Configure mkinitcpio

It is now time to configure the kernel to work with the encryption. For this we need to add some hooks to /etc/mkinitcpio.conf. There are different hooks that can be used here, I will be using the default encrypt hook. For more detailed information the arch wiki is again a great reference.

In particular, we need to add the keyboard, keymap and finally the encrypt hook to HOOKS=(..). You can leave out the keymap hook, if you are you use the default US keymap.
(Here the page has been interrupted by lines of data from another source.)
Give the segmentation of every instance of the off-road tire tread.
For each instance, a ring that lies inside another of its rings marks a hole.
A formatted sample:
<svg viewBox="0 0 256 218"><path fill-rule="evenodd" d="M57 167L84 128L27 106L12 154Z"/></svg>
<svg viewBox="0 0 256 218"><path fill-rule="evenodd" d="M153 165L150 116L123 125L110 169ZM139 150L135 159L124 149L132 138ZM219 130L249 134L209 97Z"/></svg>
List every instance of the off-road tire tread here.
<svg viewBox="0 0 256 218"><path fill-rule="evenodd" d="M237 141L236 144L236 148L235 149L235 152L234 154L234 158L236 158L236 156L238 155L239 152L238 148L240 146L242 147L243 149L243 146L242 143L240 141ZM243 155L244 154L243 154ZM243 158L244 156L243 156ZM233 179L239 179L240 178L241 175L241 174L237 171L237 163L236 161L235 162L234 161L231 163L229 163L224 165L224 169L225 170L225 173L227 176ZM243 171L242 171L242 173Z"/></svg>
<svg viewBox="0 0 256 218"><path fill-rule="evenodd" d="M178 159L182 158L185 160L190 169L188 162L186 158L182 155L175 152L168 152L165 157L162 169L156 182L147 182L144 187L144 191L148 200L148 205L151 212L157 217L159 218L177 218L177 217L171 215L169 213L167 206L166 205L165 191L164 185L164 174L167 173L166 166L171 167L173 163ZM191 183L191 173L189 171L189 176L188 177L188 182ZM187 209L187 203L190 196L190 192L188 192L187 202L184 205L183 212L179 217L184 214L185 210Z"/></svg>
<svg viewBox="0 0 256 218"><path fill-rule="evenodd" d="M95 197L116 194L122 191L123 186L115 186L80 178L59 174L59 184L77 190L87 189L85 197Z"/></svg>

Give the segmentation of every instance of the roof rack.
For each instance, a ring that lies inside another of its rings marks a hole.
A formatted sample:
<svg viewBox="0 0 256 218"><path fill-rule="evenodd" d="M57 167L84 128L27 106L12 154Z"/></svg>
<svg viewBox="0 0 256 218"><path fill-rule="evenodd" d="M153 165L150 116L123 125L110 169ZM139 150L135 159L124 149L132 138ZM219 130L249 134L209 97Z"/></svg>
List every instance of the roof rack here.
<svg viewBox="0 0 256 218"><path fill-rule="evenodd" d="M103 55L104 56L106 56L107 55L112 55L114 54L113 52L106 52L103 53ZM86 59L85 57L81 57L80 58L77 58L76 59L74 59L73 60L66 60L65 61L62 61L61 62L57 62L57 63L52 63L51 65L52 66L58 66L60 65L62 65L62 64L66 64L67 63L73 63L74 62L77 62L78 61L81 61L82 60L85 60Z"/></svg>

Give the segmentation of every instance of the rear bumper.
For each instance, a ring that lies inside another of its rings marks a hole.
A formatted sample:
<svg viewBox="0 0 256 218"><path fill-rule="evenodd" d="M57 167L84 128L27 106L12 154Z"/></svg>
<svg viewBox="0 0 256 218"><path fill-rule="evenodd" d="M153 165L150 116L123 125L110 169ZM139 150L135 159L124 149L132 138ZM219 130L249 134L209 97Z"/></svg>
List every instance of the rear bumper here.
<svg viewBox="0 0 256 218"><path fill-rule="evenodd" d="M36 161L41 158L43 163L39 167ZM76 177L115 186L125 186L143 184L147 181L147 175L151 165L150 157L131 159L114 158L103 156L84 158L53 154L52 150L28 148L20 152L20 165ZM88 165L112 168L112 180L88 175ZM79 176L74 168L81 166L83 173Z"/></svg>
In my case the HOOKS=(...) in /etc/mkinitcpio.conf look like this:

HOOKS=(base udev autodetect keyboard keymap modconf block encrypt filesystems keyboard fsck)

After saving the file, regenerate the initramfs with all presets

mkinitcpio -P #That is a captial -P!

Config bootloader

The last step is to configure the bootloader. We need to pass this kernel parameter:

cryptdevice=UUID=device-UUID:cryptroot root=/dev/mapper/cryptroot

Note: The device-UUID is here UUID of /dev/sdb2, not the one from the encrypted volume like before.

For grub this means editing /etc/default/grub like this:

GRUB_DISTRIBUTOR="Arch"
GRUB_CMDLINE_LINUX_DEFAULT="quiet cryptdevice=UUID=424372e4-ac1d-4925-83ba-baa6d5ec6117:cryptroot root=/dev/mapper/cryptroot"
GRUB_CMDLINE_LINUX=

With the file in place, regenerate the grub.cfg file with:

grub-mkconfig -o /boot/grub/grub.cfg

Reboot

That's it, you're done! If everything went well, you can now reboot into the system. Before doing so, leave the chroot, then unmount the partitions for good measure and throw a sync in there to be sure everything is written.

umount /root/new_rootfs/boot
umount /root/new_rootfs
sync
reboot

At this point your system should reboot into grub and then ask you for a passphrase along the boot process. If you experience problems, it might help to reinstall the bootloader.

I later added my Yubikey to the setup, allowing it to be used to unlock the encrypted volume. I will be detailing how that was done in a separate post.